While water faring, I came across everything from historic vessels and giant container ships to maritime memorials, romantic piers and a stunning architectural silhouette of old and new, dominated by tall spires of Hamburg’s several churches.  

In Hamburg, life is surrounded by water.

The Elbe criss-crosses through the city, splitting into waterways that streams like Venetian canals between handsome buildings, many of which serve as offices, residences and museums.

Hamburg also boasts a beautiful picturesque lake, which forms the showpiece of the city-centre and the nearby residential suburbs.

It’s undoubtedly a delight to follow the links of the waterways with the wide expanses of the Elbe by boat or trundling through the cobblestone streets.

Post-war makeover

The city was almost reduced to rubbles by allied-force bombing during the World War II, but in the last six decades, it has reshaped well to emerge as an ultramodern destination.

Though the city has been rebuilt elaborately, history has been preserved at significant quarters, for example, at the city-centre where life buzzes around the imposing City Hall which remains as one of the few completely preserved buildings of historicism in Hamburg. 

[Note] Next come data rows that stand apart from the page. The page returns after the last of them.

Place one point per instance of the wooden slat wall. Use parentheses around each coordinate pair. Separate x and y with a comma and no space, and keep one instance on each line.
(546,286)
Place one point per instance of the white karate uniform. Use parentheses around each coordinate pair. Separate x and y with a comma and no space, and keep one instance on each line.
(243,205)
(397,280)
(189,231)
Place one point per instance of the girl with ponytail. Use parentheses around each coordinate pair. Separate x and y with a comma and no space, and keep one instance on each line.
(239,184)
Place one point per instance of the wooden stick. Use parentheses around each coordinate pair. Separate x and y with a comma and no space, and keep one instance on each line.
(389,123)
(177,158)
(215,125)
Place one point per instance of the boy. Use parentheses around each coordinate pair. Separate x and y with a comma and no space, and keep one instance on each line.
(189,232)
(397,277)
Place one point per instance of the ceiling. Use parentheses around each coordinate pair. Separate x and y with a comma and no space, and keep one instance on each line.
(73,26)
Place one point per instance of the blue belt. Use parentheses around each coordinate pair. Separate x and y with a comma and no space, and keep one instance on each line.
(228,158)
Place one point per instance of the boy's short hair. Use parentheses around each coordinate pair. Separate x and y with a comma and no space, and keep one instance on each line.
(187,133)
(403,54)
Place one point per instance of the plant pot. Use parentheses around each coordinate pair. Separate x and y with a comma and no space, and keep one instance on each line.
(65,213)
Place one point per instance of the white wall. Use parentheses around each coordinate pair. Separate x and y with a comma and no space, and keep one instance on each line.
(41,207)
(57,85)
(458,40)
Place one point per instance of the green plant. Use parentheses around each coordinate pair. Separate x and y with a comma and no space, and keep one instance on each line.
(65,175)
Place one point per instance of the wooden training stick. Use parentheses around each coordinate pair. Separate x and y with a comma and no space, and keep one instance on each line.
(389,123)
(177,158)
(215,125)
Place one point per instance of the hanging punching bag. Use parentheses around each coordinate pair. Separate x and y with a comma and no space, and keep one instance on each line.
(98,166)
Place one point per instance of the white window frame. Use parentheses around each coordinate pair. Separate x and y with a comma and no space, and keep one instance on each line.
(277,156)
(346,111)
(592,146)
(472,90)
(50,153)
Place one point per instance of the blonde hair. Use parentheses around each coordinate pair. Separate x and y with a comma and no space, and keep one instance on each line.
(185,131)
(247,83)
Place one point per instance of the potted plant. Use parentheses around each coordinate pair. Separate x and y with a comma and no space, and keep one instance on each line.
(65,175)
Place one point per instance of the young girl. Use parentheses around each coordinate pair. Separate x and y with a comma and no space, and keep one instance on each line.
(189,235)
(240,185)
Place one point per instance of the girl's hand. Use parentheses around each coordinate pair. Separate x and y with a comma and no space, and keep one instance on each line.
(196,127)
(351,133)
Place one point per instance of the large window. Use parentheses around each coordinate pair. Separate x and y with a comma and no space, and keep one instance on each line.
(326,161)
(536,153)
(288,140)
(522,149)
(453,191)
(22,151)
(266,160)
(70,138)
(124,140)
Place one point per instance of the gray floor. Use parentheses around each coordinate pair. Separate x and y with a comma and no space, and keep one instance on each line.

There are historic churches nearby, most significant being the St Nikolai Church, famous for its towering steeple, once recognised as the tallest in the world.

The edifice burnt down to its wall, during the war in 1943, and its remnants today serve as a memorial for the victims of war.

However, Hamburg’s signature building is the baroque styled St Michael Church.  A visit to Hamburg isn’t complete without a visit to Reeperbahn.

It’s the city’s most famous and exciting thoroughfare that gets alive only after sun down when Hamburgers, joined by thousands of visitors, storm into this quarter to party.

The neon-lit signs of the establishments, the loud music from the bars, the aroma of grilling sausages from wayside stalls and the cheering and jeering of the crowd creates a magical atmosphere. 

In the early sixties, a bunch of young rock singers from England regularly performed at various night clubs in Reeperbahn.

They were actually pretty good and it was their top notch singing performance at the sleazy clubs that gave them the initial break to earn credibility, become famous and to be known as Beatles in future.

Reeperbahn hasn’t forgotten about them.

There is a Beatle’s Memorial, featuring stainless steel statues erected on a paved area which is always filled with their aficionada.